The laser “scissors” system. The second harmonic (λ = 532 nm) laser line from a mode-locked Nd-YAG laser emitting 80-ps pulses at 76 MHz was used for laser ablation. The beam was sampled by a photodiode after partial reflection off a glass coverslip and attenuation by a neutral density filter (N.D.). A shutter provided 3-ms exposures, or macropulses, comprised of 228,000 individual pulses, or micropulses. A flip-up mirror mount and externalized epifluorescence optics allowed both the laser and arc lamp light into the back of the microscope. The filter cube slider holds cubes for EYFP and ECFP imaging, and for reflecting the laser light into the microscope objective. A high-sensitivity camera recorded fluorescence and phase contrast images before and after each irradiation.

FIGURE 2

Individual cytoplasmic microtubule ablation. Two individual ECFP-labeled microtubules in interphase cells irradiated at supra-threshold irradiances.

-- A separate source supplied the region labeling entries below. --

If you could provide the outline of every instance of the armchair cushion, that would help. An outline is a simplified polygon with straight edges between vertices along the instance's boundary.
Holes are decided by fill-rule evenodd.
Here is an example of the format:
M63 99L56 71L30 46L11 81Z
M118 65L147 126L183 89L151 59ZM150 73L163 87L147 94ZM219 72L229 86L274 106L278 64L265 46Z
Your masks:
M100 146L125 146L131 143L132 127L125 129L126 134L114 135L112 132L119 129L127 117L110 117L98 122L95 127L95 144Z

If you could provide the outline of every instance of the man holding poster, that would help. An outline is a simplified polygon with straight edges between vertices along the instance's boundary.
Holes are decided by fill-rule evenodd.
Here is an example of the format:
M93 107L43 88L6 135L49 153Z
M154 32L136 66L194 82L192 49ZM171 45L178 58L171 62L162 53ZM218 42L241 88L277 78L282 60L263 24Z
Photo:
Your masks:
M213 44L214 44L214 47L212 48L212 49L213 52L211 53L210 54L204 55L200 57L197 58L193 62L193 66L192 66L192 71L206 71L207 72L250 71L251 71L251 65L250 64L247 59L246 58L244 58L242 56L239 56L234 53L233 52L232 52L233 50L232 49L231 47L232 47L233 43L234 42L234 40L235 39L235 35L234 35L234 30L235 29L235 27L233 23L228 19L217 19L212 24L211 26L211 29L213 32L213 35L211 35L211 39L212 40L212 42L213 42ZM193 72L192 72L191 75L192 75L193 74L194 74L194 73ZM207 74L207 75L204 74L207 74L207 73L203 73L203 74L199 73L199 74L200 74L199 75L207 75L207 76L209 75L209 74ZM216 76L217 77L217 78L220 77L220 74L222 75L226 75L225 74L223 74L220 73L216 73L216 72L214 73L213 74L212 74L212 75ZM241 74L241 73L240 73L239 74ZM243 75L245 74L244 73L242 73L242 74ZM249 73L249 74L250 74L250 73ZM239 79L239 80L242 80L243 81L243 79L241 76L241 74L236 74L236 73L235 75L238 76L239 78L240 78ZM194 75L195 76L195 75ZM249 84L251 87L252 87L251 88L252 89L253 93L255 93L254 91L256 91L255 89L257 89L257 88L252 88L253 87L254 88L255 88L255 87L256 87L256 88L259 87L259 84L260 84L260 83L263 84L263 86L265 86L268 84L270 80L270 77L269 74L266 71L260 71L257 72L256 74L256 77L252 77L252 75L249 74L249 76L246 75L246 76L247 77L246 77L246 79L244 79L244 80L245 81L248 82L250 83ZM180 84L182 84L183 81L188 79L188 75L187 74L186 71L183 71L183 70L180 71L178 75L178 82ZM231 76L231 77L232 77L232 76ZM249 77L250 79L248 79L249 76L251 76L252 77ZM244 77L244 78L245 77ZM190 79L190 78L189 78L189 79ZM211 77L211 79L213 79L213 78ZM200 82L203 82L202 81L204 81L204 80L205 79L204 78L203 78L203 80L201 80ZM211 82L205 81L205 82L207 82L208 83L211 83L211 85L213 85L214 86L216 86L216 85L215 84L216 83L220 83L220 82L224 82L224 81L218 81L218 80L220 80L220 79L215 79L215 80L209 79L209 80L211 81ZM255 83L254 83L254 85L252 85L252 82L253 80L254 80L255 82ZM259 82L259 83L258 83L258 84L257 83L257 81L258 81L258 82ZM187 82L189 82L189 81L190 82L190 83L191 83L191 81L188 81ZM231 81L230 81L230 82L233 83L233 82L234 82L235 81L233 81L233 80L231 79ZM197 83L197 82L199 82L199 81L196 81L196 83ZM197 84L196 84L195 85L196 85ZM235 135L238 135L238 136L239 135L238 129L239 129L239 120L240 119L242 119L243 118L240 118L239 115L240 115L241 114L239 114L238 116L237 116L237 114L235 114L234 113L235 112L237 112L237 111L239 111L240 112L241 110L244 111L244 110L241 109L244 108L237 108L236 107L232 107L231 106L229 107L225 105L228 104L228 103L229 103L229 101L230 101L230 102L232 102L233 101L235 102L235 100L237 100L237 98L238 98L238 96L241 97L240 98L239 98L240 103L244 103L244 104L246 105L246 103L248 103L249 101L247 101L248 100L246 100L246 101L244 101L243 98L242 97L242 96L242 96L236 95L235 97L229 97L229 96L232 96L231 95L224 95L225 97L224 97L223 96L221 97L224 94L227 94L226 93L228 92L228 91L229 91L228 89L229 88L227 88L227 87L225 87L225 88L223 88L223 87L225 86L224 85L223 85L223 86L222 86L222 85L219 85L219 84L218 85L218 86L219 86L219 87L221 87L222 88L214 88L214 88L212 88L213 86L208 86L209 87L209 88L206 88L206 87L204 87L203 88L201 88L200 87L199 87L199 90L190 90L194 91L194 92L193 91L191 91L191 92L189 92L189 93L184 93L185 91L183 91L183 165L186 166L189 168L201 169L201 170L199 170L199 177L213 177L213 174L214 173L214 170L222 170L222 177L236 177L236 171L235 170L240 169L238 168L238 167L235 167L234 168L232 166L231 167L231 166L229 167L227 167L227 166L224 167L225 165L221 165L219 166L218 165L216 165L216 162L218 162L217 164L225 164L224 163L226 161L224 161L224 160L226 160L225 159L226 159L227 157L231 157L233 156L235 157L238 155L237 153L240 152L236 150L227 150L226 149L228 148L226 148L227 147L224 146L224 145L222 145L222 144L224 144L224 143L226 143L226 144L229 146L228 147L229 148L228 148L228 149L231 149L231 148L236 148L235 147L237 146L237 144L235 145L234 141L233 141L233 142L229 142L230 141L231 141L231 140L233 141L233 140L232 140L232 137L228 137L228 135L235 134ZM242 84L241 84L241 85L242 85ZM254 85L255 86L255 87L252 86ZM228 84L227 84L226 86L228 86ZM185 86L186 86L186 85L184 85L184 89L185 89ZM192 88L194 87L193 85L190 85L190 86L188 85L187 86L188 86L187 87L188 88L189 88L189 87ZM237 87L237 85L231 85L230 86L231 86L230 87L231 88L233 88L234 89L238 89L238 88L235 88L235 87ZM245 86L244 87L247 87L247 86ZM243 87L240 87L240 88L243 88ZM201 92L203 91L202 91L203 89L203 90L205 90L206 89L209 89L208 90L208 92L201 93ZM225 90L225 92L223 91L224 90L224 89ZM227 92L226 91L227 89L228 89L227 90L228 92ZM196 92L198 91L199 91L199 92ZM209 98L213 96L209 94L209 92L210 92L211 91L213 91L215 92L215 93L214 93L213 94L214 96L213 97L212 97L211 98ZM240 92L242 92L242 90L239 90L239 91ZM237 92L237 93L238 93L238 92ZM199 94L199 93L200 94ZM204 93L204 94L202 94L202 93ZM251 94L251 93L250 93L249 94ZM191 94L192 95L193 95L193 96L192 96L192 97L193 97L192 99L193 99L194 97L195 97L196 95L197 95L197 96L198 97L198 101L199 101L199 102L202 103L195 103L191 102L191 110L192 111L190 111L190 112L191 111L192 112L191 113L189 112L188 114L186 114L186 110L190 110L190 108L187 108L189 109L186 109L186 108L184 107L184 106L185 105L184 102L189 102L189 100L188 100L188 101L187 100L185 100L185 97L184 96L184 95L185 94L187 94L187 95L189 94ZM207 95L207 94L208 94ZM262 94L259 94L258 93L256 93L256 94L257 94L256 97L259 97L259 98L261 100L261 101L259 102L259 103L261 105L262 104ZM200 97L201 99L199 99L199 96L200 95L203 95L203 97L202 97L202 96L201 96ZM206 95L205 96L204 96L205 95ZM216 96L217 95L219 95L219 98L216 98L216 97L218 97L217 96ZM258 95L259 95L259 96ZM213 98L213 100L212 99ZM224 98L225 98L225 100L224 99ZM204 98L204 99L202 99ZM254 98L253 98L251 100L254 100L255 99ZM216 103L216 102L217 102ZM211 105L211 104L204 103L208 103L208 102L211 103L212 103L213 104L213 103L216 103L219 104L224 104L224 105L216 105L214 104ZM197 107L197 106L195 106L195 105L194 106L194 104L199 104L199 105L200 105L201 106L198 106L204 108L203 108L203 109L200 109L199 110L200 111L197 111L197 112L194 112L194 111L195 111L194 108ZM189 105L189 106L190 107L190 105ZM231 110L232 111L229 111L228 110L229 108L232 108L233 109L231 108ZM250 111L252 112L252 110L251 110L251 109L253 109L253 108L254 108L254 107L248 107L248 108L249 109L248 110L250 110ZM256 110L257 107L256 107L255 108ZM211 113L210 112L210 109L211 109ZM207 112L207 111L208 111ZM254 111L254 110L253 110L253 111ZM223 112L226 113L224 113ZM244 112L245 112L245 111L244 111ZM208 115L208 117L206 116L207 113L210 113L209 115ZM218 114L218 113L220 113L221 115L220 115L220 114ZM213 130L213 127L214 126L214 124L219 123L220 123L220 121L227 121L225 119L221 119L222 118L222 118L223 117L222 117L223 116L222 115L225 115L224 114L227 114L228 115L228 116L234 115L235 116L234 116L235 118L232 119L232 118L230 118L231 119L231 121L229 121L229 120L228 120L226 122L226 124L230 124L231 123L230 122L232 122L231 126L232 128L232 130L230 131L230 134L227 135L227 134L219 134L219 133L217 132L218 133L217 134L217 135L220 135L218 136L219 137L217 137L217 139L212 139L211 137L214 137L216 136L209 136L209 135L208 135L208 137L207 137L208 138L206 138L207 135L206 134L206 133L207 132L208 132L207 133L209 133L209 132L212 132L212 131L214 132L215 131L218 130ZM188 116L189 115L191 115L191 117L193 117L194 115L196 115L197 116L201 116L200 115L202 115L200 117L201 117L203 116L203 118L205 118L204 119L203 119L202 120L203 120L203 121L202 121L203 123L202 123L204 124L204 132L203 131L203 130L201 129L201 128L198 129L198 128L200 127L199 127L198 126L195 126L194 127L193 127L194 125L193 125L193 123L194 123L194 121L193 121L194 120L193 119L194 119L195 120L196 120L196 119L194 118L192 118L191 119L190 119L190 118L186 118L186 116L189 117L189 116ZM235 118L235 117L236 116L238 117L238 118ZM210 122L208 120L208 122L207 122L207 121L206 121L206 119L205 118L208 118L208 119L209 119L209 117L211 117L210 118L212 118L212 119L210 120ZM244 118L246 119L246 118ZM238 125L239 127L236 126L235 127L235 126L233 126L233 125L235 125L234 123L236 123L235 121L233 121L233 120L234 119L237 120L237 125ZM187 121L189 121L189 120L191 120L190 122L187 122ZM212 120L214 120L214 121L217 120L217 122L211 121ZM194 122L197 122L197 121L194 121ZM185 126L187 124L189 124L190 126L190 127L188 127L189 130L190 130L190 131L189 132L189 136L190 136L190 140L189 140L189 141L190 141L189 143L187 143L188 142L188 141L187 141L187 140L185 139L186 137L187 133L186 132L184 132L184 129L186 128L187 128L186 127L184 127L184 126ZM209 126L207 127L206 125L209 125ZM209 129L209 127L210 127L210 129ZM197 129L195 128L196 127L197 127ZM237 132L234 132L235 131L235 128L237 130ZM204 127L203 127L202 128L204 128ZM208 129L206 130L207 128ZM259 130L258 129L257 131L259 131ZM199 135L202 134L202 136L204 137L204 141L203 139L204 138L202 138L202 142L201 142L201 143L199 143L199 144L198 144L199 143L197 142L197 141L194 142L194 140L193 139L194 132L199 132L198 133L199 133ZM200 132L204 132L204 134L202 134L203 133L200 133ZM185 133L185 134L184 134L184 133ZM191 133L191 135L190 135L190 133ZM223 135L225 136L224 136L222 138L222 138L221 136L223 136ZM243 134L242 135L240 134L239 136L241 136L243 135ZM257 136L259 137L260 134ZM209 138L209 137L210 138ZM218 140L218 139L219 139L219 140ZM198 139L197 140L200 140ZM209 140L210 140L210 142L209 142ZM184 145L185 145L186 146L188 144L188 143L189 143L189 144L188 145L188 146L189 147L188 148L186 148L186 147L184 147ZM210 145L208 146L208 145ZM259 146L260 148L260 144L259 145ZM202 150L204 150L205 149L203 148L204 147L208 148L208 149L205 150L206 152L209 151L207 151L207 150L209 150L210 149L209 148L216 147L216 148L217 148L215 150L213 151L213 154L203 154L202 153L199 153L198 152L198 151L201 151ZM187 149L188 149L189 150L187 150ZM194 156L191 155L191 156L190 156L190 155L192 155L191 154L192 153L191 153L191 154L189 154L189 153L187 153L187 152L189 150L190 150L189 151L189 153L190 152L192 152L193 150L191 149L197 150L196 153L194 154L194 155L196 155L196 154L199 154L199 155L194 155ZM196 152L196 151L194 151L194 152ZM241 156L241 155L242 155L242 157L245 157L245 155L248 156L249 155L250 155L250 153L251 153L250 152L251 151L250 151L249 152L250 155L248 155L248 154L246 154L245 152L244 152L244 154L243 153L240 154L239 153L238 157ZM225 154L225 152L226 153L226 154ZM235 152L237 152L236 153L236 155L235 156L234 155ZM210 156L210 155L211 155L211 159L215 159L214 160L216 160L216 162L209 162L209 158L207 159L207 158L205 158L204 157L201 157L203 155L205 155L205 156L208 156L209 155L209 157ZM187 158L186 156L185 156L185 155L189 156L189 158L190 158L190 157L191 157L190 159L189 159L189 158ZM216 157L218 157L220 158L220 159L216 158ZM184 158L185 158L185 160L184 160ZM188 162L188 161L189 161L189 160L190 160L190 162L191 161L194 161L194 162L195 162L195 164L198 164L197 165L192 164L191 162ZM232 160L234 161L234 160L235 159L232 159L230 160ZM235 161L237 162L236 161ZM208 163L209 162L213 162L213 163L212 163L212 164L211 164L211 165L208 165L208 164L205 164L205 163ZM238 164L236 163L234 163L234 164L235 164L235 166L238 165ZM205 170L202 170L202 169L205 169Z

Arrows indicate irradiation target. The newly formed microtubule fragments can be seen depolymerizing. (Top) 8 s between frames; (bottom) 4 s between frames. Scale bar = 10 μm.

FIGURE 3

Spindle cutting with EYFP probe. (A) Combined phase contrast and EYFP fluorescence of metaphase cell; (B) fluorescent image before irradiation; (C) postirradiation to microtubule bundle (arrow); 0.5 nJ/micropulse; total 6.74 × 10⁴ J/cm² per macropulse; (D) low magnification TEM of cell fixed <5 s postirradiation; (E) medium magnification TEM illustrating cut zone, pole, and chromosome (arrows); (F) high magnification TEM illustrating cleanly cut microtubules in the cut zone. (A–C) Scale bar = 10 μm. (D–F) Scale bar = 2, 0.5, 0.2 μm, respectively.

FIGURE 4

Supra-threshold spindle cutting with ECFP probe. (A) Combined phase contrast and ECFP fluorescence of metaphase cell; (B) fluorescent image before irradiation; (C) postirradiation to microtubule bundle (arrow); two consecutive macropulses; 0.92 nJ/micropulse, 1.24 × 10⁵ J/cm² per macropulse; (D) low magnification TEM of cell fixed <5 s postirradiation; note vacuole (arrow); (E) medium magnification TEM illustrating ends of cut microtubule bundle (arrows); (F) high magnification of ablation zone; note microtubules truncated at 0.2-μm diameter vacuole. (A–C) Scale bar = 10 μm. (D–F) Scale bar = 2, 0.5, 0.2 μm, respectively.

FIGURE 5

Centriole cutting with EYFP probe. (A) Combined phase contrast and fluorescence of metaphase cell expressing EYFP-tubulin at both poles; (B) fluorescent image ∼2 s postirradiation; 0.66 nJ/micropulse, total 8.90 × 10⁴ J/cm² per macropulse; (C) recovery of fluorescence 15 min postirradiation; (D) low-magnification TEM of cell fixed >15 min postirradiation ; (E) TEM of unexposed centrosome illustrating tubular structure of centrioles; (F) irradiated centrosome illustrating amorphous altered structure of centrioles; Both poles have normal appearing pericentriolar material and microtubule nucleation. (A–C) Scale bar = 10 μm. (D–F) Scale bar = 2, 0.5, 0.2 μm, respectively.